Have you eaten caviar lately?

HAVE YOU EATEN CAVIAR LATELY? 1993

HAVE YOU EATEN CAVIAR LATELY?
1993, Acrylic on canvas, 50x54″

Having returned to Moscow after many years (of absence), I saw the Pushkin Monument facing a McDonald’s and large Coca-Cola Sign.
A. Kosolapov

In order to become object of consumption, the object must become a sign.
Jean Baudrillard

The downfall of communism caused Russia to lose its ideology and, consequently, its representation via signs and symbols. The stream of Western (mainly American) consumerism-based iconography rushed into the ensuing emptiness. Russia proved defenseless against such an invasion.

The project “Have you eaten caviar lately?” is devoted to this issue.

We are witnessing a battle of signs as well a constant change in their meaning. Furthermore, the sign becomes dominant in relation to what it designates via process of incorporating all meanings. One could say that the history of all societies has been the history of struggle for representation. The strategy of representation is a strategy of control. The act of consumption is a disciplinary act. The creation of consumption-based relationships means creating a new form of social control.

The project “Have you eaten caviar lately?” is an attempt to expose and interpret the elements of this premise in connection to today’s Russia.

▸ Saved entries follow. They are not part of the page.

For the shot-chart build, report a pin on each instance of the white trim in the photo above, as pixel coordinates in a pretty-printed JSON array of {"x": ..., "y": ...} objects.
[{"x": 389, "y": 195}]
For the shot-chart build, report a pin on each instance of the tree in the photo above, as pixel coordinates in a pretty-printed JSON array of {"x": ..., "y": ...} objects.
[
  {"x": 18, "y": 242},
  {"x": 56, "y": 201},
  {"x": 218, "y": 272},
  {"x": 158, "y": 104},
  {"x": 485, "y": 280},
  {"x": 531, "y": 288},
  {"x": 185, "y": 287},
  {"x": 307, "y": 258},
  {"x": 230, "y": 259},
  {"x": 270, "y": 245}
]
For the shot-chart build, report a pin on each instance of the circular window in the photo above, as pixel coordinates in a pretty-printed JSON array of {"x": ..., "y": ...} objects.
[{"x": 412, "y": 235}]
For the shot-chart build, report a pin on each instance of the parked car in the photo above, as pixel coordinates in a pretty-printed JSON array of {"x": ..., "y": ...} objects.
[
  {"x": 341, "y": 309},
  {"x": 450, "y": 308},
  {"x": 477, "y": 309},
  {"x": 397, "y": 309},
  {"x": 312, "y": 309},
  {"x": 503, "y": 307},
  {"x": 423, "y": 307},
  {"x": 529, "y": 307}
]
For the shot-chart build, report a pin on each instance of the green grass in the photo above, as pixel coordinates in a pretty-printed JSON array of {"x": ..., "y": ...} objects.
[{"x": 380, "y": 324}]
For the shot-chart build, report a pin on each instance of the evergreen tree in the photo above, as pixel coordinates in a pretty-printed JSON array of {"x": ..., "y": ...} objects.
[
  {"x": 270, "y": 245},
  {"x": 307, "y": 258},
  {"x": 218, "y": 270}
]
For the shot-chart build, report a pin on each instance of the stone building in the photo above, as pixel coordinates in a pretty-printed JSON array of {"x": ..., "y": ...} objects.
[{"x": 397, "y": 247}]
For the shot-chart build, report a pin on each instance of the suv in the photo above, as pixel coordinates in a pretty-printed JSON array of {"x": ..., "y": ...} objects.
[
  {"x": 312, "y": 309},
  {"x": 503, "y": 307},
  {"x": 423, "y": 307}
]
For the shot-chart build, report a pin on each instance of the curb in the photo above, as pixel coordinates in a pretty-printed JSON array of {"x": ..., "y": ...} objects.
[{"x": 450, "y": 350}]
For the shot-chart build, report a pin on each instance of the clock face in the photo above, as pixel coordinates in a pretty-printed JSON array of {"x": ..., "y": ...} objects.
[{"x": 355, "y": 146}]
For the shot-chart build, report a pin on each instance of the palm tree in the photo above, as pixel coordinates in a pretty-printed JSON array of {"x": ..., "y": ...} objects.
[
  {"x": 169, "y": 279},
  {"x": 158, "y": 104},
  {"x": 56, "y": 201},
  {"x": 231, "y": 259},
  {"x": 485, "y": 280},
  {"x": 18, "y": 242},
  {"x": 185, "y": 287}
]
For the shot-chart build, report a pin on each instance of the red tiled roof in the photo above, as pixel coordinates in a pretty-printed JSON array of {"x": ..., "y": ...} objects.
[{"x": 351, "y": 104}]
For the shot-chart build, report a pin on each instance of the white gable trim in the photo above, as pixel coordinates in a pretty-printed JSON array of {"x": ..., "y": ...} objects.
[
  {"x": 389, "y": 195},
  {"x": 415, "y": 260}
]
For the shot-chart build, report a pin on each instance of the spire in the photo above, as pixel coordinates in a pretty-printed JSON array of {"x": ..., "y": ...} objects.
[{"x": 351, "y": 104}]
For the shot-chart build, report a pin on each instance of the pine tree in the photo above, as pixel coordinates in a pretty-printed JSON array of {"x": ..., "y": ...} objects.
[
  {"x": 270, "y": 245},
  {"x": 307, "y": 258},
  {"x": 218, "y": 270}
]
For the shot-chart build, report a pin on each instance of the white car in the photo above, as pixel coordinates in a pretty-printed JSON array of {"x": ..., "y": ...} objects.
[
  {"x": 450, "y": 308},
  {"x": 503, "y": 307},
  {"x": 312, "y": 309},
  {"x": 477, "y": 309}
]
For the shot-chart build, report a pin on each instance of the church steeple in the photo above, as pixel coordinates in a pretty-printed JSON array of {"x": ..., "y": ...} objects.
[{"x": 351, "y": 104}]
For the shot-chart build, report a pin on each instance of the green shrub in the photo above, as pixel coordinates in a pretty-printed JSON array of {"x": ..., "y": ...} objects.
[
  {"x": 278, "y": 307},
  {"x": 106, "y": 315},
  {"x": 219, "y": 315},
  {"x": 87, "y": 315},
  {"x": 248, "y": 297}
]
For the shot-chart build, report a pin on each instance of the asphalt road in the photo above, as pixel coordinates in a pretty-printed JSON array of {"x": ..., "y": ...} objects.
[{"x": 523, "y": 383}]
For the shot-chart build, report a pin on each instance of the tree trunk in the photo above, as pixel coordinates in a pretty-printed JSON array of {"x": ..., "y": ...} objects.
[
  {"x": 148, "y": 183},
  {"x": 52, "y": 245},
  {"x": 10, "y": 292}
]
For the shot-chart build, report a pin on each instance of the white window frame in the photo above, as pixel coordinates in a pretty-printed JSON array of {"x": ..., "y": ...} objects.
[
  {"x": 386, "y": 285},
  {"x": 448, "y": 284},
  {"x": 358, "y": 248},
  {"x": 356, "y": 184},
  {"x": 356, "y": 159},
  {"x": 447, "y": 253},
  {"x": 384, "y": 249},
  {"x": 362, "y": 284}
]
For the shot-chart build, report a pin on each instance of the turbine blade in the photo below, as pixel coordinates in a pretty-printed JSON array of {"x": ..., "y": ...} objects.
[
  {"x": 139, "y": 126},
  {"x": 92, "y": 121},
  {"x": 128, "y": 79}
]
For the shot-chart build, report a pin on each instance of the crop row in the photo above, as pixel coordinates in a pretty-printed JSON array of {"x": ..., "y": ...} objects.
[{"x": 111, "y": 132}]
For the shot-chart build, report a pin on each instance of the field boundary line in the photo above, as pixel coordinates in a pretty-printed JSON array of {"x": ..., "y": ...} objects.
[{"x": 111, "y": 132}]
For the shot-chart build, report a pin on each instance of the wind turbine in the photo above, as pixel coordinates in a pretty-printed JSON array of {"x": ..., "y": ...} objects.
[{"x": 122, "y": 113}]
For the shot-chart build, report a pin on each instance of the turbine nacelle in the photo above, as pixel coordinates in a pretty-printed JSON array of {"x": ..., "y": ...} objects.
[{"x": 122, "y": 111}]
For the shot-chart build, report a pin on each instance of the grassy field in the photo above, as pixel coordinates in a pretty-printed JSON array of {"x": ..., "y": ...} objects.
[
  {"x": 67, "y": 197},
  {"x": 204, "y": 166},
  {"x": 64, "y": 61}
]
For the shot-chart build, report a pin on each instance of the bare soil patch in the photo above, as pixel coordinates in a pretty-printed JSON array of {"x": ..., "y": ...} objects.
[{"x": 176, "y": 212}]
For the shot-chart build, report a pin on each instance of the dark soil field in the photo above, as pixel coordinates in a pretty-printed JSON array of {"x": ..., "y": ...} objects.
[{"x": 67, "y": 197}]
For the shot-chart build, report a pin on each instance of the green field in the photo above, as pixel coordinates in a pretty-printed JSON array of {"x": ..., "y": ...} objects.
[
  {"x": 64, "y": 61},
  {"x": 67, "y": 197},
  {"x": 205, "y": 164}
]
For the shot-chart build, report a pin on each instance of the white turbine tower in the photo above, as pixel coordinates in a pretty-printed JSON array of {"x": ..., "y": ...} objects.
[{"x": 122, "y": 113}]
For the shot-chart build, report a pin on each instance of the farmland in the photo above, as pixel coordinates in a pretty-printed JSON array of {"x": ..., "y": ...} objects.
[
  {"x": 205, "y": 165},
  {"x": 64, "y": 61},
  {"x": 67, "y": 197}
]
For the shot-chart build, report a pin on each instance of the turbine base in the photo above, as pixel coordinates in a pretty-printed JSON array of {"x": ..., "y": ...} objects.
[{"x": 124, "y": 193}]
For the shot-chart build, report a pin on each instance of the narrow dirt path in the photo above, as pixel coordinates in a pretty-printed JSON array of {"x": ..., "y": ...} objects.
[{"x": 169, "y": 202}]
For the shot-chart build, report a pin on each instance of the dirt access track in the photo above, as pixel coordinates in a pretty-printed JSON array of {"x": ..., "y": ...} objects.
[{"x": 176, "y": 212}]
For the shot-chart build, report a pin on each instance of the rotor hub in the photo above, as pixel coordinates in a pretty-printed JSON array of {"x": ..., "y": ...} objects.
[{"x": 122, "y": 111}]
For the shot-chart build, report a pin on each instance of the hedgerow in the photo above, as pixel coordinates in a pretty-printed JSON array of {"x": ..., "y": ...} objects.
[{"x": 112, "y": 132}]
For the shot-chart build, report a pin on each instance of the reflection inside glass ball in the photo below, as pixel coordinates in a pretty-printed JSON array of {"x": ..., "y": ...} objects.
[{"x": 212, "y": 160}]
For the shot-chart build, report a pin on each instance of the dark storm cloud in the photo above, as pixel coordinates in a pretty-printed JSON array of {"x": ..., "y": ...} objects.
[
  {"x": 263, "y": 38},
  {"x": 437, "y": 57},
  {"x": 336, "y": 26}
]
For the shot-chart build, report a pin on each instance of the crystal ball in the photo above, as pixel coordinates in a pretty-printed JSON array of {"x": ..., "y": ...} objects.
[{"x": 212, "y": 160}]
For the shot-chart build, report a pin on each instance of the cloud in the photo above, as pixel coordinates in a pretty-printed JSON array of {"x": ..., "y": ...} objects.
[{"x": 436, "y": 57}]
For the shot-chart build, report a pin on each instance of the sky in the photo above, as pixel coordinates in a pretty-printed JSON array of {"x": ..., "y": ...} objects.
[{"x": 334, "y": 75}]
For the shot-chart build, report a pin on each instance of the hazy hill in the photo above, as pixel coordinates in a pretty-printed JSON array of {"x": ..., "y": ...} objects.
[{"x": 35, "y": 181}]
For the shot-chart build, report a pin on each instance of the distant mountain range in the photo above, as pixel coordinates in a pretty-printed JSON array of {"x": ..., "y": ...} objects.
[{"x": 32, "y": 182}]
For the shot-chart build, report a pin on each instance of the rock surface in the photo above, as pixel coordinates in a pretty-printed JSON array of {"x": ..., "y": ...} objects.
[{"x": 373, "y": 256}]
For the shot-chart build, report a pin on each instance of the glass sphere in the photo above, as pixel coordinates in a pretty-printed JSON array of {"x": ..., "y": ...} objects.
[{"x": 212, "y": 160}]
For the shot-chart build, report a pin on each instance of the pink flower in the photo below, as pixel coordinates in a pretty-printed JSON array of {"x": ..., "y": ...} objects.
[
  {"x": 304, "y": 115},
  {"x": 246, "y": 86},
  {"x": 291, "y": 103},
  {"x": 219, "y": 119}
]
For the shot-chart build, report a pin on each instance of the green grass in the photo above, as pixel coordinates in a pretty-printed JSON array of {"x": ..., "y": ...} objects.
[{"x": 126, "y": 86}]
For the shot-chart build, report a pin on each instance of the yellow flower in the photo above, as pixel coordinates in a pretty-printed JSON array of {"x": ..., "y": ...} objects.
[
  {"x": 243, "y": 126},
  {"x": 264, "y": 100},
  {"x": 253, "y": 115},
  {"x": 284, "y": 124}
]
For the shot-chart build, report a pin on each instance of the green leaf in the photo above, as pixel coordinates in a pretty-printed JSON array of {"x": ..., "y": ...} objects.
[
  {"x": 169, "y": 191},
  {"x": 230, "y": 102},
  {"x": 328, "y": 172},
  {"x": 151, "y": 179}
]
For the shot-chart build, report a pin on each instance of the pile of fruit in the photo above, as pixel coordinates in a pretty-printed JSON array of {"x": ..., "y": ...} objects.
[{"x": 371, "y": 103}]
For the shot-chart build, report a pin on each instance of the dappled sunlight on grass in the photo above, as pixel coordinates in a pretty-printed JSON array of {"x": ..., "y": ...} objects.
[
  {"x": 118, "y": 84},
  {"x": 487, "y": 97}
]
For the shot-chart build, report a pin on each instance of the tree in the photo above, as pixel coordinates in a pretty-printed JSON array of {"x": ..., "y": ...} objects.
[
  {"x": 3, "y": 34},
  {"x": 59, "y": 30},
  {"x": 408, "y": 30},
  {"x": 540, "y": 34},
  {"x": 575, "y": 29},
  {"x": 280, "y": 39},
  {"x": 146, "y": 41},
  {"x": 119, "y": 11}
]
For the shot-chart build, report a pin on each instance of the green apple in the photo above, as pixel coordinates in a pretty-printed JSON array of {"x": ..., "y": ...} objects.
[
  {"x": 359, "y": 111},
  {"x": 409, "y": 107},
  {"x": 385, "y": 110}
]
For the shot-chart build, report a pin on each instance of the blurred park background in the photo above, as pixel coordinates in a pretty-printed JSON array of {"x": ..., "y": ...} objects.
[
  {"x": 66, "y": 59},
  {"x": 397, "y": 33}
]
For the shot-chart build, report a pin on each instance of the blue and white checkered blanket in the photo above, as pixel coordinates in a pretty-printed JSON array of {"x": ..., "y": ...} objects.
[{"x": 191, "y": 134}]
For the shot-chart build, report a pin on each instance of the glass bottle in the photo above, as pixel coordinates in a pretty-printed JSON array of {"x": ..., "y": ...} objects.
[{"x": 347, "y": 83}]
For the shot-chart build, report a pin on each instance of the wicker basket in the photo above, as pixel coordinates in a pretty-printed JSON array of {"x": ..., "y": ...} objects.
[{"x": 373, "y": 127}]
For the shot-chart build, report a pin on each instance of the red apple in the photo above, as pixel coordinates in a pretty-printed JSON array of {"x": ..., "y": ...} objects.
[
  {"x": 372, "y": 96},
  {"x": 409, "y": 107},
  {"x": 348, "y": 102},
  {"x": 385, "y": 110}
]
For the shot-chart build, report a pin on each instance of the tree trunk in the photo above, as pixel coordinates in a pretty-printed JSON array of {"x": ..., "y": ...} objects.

The project has been created to ironically oppose American “iconagraphy”.

  1. The project “Caviar” imitates the strategy of introducing a product as a sign.
  2. The project “Caviar” imitates the strategy of consumerist content.
  3. The project “Caviar” is an attempt to suggest a new sign-based discourse for a new post communist Russia.

The creator of the project was building upon Warhol’s concept of American consumerism.

Warhol explains the creation of American democratic tradition via the principles of consumption.

“What great about this country is that America started the tradition where the richest consumer buy essentially the same things as the poorest. A Coke is Coke and no amount of money can get you a better Coke then the one the bum on the corner is drinking. All the Cokes are the same and all the Coke are good. Liz Taylor knows it, and you know it.”

Here Coca-Cola is a cheap beverage consumed by everyone, whether rich or poor. In the act of consumption we become: a) equal; b) united. As per Warhol, this is the basis of the American tradition.

Elsewhere in relation to McDonald’s (he writes): “The most beautiful thing is McDonald’s. There is no McDonald’s in Moscow, so there is nothing beautiful there”. Warhol is a romantic herald of American consumerism who links the ideas of beauty end equality to consumption. Interestingly, consumption gains the status of supreme form of social value.

The project “Caviar” is clearly ironic in respect to Warhol’s “romantic notion”. The consumption of caviar cannot be basis for a democratic tradition but rather of an authoritarian one (caviar is expensive; the destitute do not eat caviar, but the president does).

However, whereas Warhol’s concepts of democracy could be related to Protestantism, the project “Caviar” – on the contrary – can be linked to the authoritarian orthodox tradition. Hence the sign of icon and a sign of temple. The installation “Caviar” combine the mystery of temple and the clean design of shapig mall.

Whereas Coca-Cola is libido indifferent, the “Caviar” (germ cells) is libido-charged. Hence the libidinal impact of the signs: texture of caviar, caviar pin-up girls,water, bathing suits. It the context of today’s Russia, the project reveals the connection between the revival of Russian national (orthodox) religious symbols (signs) and the strategy of consumption.

The catch-phrase “Have you eaten caviar lately?” imitates catch-phrases of corporate advertising, and is actually a rephrased punch line from a serias of Ford commercials: “Have you driven a Ford lately?”